Scaglione si occupò anche della misteriosa scomparsa del giornalista Mauro De Mauro avvenuta nel settembre del 1970. L’intervento di Scaglione nelle complesse indagini fu “attivissimo” come dichiarò anche la moglie del giornalista scomparso nel settimanale “La Domenica del Corriere” del 13 giugno 1972.
Il Procuratore Scaglione svolse altresì, con impegno e dedizione, la funzione di Presidente del Consiglio di Patronato per l’assistenza alle famiglie dei detenuti ed ai soggetti liberati dal carcere, promuovendo, tra l’altro, la costruzione di un asilo nido; per queste attività sociali, gli fu conferito dal Ministero della Giustizia il Diploma di primo grado al merito della redenzione sociale, con facoltà di fregiarsi della relativa medaglia d’oro.
Inoltre, con Decreto del Ministero della Giustizia, previo parere favorevole del Consiglio Superiore della Magistratura, Pietro Scaglione fu riconosciuto “magistrato caduto vittima del dovere e della mafia”.
Le causali del delitto, come la precedente scomparsa del giornalista Mauro De Mauro – scrisse lo storico Francesco Renda – erano infatti “inequivocabili”: «Si trattava di una ripresa del terrorismo mafioso tipo 1946-148, non più contro dirigenti sindacali e politici del mondo contadino, bensì contro la stampa e un corpo essenziale dello Stato, come l’organo giudiziario».
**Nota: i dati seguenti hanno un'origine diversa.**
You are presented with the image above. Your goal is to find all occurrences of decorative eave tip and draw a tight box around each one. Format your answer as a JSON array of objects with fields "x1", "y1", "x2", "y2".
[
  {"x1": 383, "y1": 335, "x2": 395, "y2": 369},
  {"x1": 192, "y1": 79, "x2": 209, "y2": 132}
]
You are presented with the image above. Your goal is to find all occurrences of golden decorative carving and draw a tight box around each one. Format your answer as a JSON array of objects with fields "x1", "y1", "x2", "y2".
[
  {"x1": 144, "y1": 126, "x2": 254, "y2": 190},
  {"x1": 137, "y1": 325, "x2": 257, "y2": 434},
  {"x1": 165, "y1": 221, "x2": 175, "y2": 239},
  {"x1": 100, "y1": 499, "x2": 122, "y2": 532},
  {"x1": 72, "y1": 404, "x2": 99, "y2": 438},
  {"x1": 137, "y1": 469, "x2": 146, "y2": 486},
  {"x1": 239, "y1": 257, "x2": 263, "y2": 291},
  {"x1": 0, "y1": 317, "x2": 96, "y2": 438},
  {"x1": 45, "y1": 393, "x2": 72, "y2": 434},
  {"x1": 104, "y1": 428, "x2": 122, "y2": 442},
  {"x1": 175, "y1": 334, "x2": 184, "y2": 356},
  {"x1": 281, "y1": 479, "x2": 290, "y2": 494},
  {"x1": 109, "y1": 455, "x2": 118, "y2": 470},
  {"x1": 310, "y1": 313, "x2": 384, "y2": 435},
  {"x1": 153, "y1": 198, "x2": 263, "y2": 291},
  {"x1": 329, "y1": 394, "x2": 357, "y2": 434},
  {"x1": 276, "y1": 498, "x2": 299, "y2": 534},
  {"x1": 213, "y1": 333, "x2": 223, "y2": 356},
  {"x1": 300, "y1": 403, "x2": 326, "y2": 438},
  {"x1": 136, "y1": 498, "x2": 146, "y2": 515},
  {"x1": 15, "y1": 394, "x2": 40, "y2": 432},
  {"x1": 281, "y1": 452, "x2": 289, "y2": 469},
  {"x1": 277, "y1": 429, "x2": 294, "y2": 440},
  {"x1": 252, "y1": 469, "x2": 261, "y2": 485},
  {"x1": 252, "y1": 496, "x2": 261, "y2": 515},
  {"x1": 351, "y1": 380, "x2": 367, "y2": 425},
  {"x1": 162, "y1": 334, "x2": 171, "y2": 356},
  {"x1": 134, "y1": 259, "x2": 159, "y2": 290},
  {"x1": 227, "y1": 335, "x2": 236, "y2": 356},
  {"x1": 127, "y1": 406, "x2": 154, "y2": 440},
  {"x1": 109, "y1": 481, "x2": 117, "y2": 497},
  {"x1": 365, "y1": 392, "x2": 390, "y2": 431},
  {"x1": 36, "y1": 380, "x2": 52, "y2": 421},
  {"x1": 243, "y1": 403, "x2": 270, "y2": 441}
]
Ed ancora, «a partire dagli anni settanta – dichiarò Paolo Borsellino – la mafia condusse una campagna d’eliminazione sistematica degli investigatori che intuirono qualcosa. Le cosche sapevano che erano isolati, che dietro di loro non c’era lo Stato e che la loro morte avrebbe ritardato le scoperte…Accadde così per Scaglione».
In questo contesto, «l’uccisione di Pietro Scaglione, Procuratore della Repubblica di Palermo» – affermò infine Giovanni Falcone – aveva comunque, «lo scopo di dimostrare a tutti che “Cosa nostra” non soltanto non era stata intimidita dalla repressione giudiziaria, ma che era sempre pronta a colpire chiunque ostacolasse il suo cammino».